Posted July. 05, 2010 12:45,   


A careless driver caused his airport express bus to fall off an elevated motorway near Incheon Bridge, killing or injuring 24 passengers. A compact car stalled in the middle of the road due to engine failure and a one-ton truck crashed into it. The bus swerved to avoid colliding into the truck and fell off the elevated motorway. The accident happened in the middle of the day despite fine weather and good road conditions.

When a car stops on the road due to mechanical troubles, the driver under law must install a safety tripod 100 meters behind the vehicle in daytime and 200 meters behind at night. The car’s driver, however, did not follow the rule and left his car on the road for 20 minutes. Despite this, had the truck driver paid more attention to driving and the bus driver kept a safety distance, the accident could have been prevented.

If police and Incheon Bridge Co., Ltd. had immediately found the compact car and taken appropriate measures, the accident might never have happened. The site of the accident was a mere 500 meters away from a tollgate, but nobody reported it to police. Had the guardrail been stronger, the bus could have been prevented from falling off the motorway. Korea’s backward traffic culture is why the accident happened.
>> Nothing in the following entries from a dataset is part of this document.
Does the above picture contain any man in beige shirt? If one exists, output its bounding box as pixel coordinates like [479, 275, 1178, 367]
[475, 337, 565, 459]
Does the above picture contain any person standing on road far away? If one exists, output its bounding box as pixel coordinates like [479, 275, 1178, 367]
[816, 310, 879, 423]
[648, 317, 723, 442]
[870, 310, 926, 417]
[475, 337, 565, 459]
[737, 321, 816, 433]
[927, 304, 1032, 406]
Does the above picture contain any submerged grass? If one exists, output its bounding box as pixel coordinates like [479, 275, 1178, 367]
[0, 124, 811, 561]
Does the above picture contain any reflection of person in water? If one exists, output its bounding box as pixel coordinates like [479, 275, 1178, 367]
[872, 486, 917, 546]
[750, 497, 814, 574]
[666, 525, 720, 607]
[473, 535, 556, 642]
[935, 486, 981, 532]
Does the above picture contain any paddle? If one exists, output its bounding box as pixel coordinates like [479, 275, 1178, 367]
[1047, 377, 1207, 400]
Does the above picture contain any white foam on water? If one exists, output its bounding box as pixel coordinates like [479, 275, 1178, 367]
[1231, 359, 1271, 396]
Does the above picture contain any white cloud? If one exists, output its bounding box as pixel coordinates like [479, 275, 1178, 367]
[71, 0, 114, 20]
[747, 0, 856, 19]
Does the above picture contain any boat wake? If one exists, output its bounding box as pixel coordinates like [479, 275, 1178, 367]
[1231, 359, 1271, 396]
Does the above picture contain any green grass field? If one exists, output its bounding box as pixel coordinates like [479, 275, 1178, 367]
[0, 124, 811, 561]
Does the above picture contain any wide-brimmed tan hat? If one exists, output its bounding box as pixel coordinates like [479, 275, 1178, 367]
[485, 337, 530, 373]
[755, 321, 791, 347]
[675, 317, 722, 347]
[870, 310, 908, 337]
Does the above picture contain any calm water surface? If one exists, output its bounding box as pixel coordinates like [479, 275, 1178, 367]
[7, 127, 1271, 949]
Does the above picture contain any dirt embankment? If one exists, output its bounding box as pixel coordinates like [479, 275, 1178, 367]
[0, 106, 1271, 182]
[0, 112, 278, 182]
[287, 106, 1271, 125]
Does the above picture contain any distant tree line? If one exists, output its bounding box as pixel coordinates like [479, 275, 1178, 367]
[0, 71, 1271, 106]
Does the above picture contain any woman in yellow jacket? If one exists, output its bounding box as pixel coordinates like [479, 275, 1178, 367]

The country has the world’s 13th-largest economy but lags far behind in traffic culture. As of 2007, the number of traffic accident deaths per 10,000 cars was 3.1, more than twice the Organization for Economic Cooperation and Development average of 1.5. Annual losses stemming from traffic accidents reached 14 trillion won (1.1 billion U.S. dollars) in 2005, representing 1.8 percent of GDP. This is because public awareness of traffic order and safe driving has failed to keep pace with the steep rise in cars on the road.

Since 2008, the government has placed priority on halving the number of traffic casualties and taken measures toward this goal. Little progress has been made, however. If the people’s perception of traffic safety does not change, achieving the target will be impossible. Many drivers pay little or no attention to traffic rules and safety regulations. Though a safety check of cars is a basic requirement for the safety of both drivers and pedestrians, drivers in Korea take it lightly. The country is also behind advanced economies in traffic safety-related facilities.

The reckless pardoning of traffic violators under the excuse of “making a living” is another factor that undermines public awareness of law and order and road safety. Studies show that the number of traffic accidents and the death toll increases within one to two years of a general amnesty. Traffic accidents will drop only when public perception of safety changes and rules and regulations are rigorously enforced.